Regulations on Canada's largest oil and gas emitters have yet to be released, seven years after they were first discussed.
Some American experts are predicting that should the coal measures go through, the United States will be able to come close to its United Nations target of a 17 per cent reduction from 2005 greenhouse-gas levels by 2020.
Environment Canada's latest figures suggest Canada will get only halfway there, despite Harper tying himself to the United States' reduction target at an international conference in Copenhagen in 2009.
"This puts huge pressure on Canada," said Simon Dyer of the Pembina Institute.
"It emphasizes what a laggard we are on this file. Using the excuse of we can't act because the U.S. isn't acting doesn't ring true. U.S. is on track and we are not."
Conservative MP Peter Kent, the former environment minister, argues that Canada doesn't get enough credit given how hard it is to cut emissions from a system where much of the energy is already clean — namely hydroelectric power.
"On this file, I think Canada measures up pretty well," Kent said.
But comparing what the United States has pledged to do about coal with Canada's actions is like comparing apples and oranges, says David McLaughlin of the University of Waterloo's environment faculty.
"What we see today in the U.S. is at least an attempt to try to close that Copenhagen gap and make more progress. They're going after the single biggest source of emissions for them.
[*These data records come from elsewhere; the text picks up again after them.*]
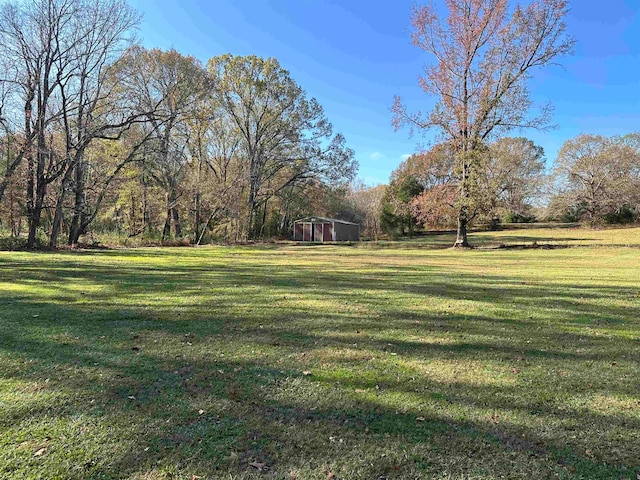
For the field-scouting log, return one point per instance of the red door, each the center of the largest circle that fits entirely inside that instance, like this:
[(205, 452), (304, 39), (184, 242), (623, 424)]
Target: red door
[(327, 232)]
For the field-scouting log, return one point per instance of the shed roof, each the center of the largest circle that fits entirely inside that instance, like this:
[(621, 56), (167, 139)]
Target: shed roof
[(324, 219)]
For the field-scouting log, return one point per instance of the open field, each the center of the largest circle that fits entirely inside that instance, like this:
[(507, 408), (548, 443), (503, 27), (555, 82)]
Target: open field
[(324, 362)]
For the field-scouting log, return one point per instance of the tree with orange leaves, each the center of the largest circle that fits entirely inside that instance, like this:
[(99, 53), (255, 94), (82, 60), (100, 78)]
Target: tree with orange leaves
[(484, 53)]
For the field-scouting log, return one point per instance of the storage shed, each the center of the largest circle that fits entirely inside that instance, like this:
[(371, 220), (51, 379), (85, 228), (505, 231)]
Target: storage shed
[(320, 229)]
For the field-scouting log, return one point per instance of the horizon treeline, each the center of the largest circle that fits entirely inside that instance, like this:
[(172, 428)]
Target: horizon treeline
[(98, 134), (594, 180), (102, 139)]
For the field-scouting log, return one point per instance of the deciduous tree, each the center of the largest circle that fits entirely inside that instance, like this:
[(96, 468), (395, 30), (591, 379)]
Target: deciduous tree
[(483, 54)]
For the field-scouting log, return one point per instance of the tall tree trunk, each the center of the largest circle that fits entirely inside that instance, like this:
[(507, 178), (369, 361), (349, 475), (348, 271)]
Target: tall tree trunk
[(461, 236), (197, 217), (463, 213), (166, 231), (57, 218), (146, 223), (177, 225), (41, 190), (75, 230)]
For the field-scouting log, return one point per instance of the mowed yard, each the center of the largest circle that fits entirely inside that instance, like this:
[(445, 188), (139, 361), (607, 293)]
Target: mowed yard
[(396, 361)]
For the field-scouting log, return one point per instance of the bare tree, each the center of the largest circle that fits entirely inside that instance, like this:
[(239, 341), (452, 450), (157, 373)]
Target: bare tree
[(484, 54), (59, 52), (170, 88), (286, 137), (598, 174)]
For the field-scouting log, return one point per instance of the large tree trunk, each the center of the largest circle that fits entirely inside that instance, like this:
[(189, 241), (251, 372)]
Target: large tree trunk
[(463, 212), (461, 236), (166, 231), (40, 192), (197, 218), (75, 229), (57, 218), (177, 225)]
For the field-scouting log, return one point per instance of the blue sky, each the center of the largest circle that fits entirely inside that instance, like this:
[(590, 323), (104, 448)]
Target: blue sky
[(355, 55)]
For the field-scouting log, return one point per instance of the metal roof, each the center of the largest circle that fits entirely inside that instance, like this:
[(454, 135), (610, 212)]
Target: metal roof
[(324, 219)]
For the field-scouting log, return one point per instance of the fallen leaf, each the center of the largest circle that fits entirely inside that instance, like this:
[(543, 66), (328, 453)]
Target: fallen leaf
[(258, 466)]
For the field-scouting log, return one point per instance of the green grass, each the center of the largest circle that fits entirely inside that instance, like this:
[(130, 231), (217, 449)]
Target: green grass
[(317, 362)]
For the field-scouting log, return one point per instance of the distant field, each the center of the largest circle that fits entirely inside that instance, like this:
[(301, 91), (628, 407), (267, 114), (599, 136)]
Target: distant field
[(527, 234), (373, 361)]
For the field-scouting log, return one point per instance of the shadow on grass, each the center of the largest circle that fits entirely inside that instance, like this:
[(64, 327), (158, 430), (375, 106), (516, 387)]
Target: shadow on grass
[(215, 381)]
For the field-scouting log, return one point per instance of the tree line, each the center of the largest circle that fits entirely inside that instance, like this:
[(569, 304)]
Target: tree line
[(594, 180), (100, 134)]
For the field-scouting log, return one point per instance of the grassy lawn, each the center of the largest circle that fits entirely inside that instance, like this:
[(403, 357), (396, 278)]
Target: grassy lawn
[(395, 361)]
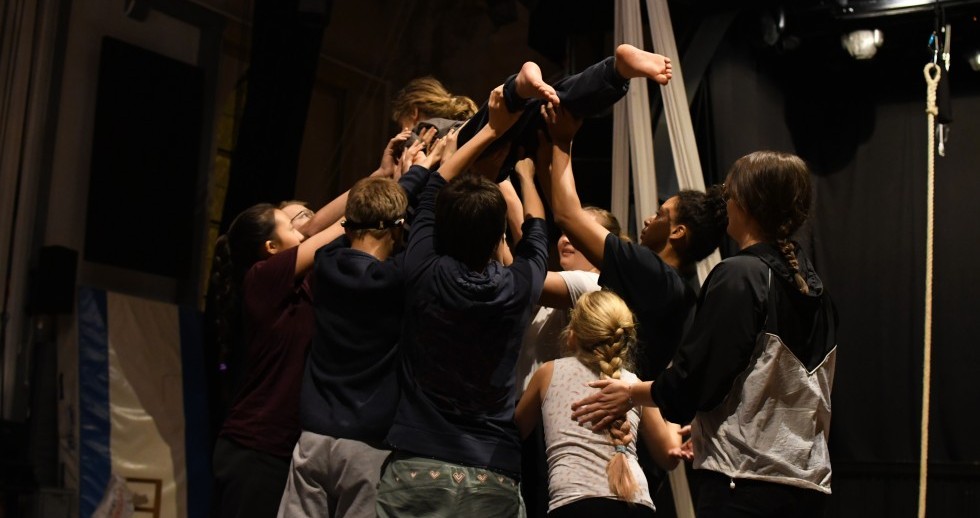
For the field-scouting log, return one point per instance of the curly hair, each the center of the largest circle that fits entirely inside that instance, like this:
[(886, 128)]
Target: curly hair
[(706, 217)]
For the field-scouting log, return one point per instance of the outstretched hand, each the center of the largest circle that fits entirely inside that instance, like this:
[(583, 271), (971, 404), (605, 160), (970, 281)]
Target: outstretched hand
[(561, 125), (603, 407), (622, 434), (686, 450), (389, 161)]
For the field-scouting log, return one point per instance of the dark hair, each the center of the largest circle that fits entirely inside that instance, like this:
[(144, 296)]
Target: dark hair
[(375, 201), (773, 188), (234, 253), (470, 220), (706, 218)]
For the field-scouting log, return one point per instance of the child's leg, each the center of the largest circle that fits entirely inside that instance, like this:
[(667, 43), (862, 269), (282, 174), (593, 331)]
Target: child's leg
[(594, 90), (632, 62)]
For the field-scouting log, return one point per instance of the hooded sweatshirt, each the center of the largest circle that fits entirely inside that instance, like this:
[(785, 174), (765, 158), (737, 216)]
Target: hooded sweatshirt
[(462, 335)]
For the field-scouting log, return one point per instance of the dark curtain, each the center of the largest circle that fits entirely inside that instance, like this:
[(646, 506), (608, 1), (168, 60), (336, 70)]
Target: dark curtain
[(284, 56), (862, 128)]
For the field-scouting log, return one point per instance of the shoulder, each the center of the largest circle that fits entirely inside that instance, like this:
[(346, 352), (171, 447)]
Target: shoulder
[(740, 273), (580, 278)]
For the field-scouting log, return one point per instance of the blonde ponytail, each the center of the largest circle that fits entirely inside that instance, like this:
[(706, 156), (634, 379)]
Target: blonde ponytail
[(604, 331)]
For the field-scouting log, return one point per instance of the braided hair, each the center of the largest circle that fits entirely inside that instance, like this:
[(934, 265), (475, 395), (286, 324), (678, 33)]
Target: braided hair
[(603, 330), (235, 252), (774, 189)]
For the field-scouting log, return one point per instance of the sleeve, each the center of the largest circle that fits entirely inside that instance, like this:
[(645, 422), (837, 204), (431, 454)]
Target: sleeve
[(420, 250), (413, 182), (579, 282), (635, 273), (271, 280), (718, 347), (532, 250)]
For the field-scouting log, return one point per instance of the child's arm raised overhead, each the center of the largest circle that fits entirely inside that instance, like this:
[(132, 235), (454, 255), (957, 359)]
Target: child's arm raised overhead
[(585, 233)]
That's a big deal, any way you cut it."
McLaughlin, who was formerly the head of the now-defunct National Round Table on the Environment and the Economy (NRTEE), also points out that provinces such as Ontario deserve much of the thanks for reducing emissions from coal-fired plants.
"The equivalent (to the EPA announcement) would have been for us to announce a similar push on the oil and gas regs, going after our biggest emitting sector — that would be something to talk about."
Alberta already has regulations on big emitters, with a modest price of $15 per extra tonne of carbon levied on the oil and gas companies that goes into an innovation fund aimed at supporting clean technology.
Former oil executive Eric Newell, now chairman of that Alberta fund (Climate Change and Emissions Management Corp.), said the sector is ready for federal regulations.
"It is important for the federal government and the province and the industry come down and land on these oil and gas regulations, for no other reason than it creates certainty," Newell said in an interview Friday.
"It creates certainty in the business sense, but it also creates certainty in a political sense of where Canada's at."